Message par Lucas » 18 déc. 2017, 13:04

jeantoulouse a écrit :
18 déc. 2017, 10:37
Une ovation debout ... Elle salue surtout Irène Theorin, Isolde exceptionnelle qui incarne une héroïne complexe, subtile, passionnante.
La voix de Theorin ce soir réussit l’impensable alliance entre les harmoniques éthérées d’une Margaret Price choisie par Carlos Kleiber et le tranchant et l’ardeur d’une Birgit Nilson élue par Karl Böhm. Certains vont crier ici au sacrilège, à l’hérésie.

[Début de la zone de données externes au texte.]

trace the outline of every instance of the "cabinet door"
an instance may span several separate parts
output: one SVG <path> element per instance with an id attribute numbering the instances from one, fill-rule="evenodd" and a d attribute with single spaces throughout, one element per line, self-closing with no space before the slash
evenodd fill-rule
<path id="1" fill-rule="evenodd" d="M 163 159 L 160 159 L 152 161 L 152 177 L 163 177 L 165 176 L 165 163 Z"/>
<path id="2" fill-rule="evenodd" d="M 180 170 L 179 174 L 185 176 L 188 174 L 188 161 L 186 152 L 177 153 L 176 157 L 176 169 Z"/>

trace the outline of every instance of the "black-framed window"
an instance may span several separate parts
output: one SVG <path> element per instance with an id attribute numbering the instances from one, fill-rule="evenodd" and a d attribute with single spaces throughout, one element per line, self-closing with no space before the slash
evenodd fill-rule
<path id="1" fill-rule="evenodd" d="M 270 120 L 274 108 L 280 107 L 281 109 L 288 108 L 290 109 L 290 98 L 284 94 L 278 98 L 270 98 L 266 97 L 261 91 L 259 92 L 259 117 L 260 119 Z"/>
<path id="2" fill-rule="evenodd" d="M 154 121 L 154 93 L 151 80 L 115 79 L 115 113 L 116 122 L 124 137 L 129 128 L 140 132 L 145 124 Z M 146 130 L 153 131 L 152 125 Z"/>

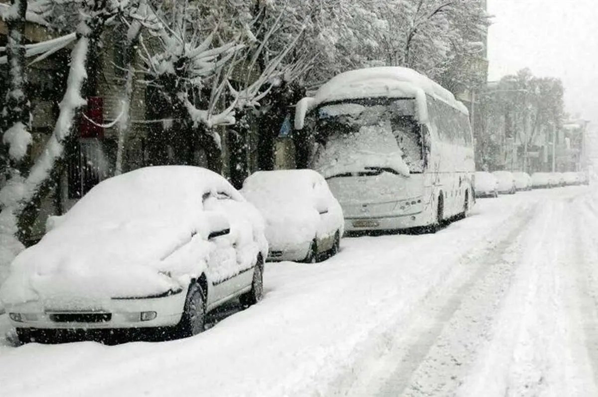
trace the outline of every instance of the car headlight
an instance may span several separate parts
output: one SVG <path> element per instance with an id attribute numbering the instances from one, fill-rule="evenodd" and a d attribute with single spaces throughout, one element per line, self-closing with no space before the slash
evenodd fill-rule
<path id="1" fill-rule="evenodd" d="M 8 317 L 13 321 L 16 321 L 17 322 L 23 322 L 23 314 L 20 313 L 8 313 Z"/>

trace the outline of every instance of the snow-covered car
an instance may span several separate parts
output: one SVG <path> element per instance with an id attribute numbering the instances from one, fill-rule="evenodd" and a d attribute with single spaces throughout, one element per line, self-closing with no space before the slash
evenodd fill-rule
<path id="1" fill-rule="evenodd" d="M 498 197 L 496 177 L 486 171 L 475 172 L 475 192 L 476 197 Z"/>
<path id="2" fill-rule="evenodd" d="M 556 188 L 563 186 L 565 179 L 563 175 L 560 172 L 548 173 L 548 186 L 551 188 Z"/>
<path id="3" fill-rule="evenodd" d="M 262 298 L 264 219 L 208 170 L 148 167 L 109 178 L 51 223 L 0 288 L 23 343 L 115 329 L 190 336 L 222 303 Z"/>
<path id="4" fill-rule="evenodd" d="M 588 185 L 590 184 L 590 174 L 587 171 L 579 171 L 575 173 L 577 175 L 577 185 Z"/>
<path id="5" fill-rule="evenodd" d="M 579 176 L 576 172 L 563 172 L 565 186 L 573 186 L 579 184 Z"/>
<path id="6" fill-rule="evenodd" d="M 245 181 L 241 193 L 266 220 L 268 260 L 314 262 L 338 252 L 343 210 L 316 171 L 258 171 Z"/>
<path id="7" fill-rule="evenodd" d="M 534 172 L 532 174 L 532 187 L 543 189 L 550 187 L 550 175 L 548 172 Z"/>
<path id="8" fill-rule="evenodd" d="M 531 190 L 532 178 L 527 172 L 514 172 L 515 178 L 515 188 L 517 190 Z"/>
<path id="9" fill-rule="evenodd" d="M 509 171 L 495 171 L 492 175 L 496 178 L 496 190 L 501 194 L 514 194 L 517 191 L 515 187 L 515 178 Z"/>

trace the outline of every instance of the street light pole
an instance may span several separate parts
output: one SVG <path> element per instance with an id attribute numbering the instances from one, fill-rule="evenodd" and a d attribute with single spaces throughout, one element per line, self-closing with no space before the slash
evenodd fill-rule
<path id="1" fill-rule="evenodd" d="M 557 127 L 556 126 L 553 126 L 553 172 L 554 172 L 554 168 L 556 165 L 556 158 L 555 158 L 555 155 L 556 154 L 556 146 Z"/>

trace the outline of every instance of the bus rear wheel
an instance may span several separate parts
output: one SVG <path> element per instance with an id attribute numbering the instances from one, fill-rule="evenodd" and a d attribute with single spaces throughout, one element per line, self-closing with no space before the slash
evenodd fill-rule
<path id="1" fill-rule="evenodd" d="M 459 214 L 459 218 L 464 219 L 467 218 L 467 214 L 469 212 L 469 191 L 465 191 L 465 199 L 463 202 L 463 212 Z"/>

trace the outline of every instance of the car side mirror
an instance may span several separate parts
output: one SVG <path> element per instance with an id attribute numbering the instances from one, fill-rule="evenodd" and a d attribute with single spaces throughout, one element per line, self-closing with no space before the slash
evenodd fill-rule
<path id="1" fill-rule="evenodd" d="M 328 212 L 328 204 L 322 197 L 316 199 L 316 210 L 321 215 Z"/>
<path id="2" fill-rule="evenodd" d="M 210 227 L 210 234 L 208 235 L 208 240 L 230 233 L 230 224 L 228 222 L 228 219 L 222 214 L 209 214 L 208 216 L 208 223 Z"/>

Mais je n’avais jamais entendu ce Wagner là chanté comme du bel canto avec cette longueur de souffle, cet allègement, ces pianissimi, cette pureté et ce legato et en même temps, ou plutôt quand il le faut, la puissance qui soulève, l’épanouissement de la voix, le tranchant, l’exaltation (du courroux, du désir, de la soif d’amour et de mort).
Oui, il y avait des moments en apesanteur avec des pianissimi presque dignes de la Caballé.

Pour prolonger le plaisir du spectacle, j'ai réécouté Böhm avec une Nilsson que je trouve toujours aussi horrible (aucunes nuances comparées à Teorin). En revanche, impossible de me passer de Margaret Price (sous la direction géniale et allumée de Carlos Kleiber), Nina Stemme (Pappano) et Martha Mödl (Karajan live chez Orféo).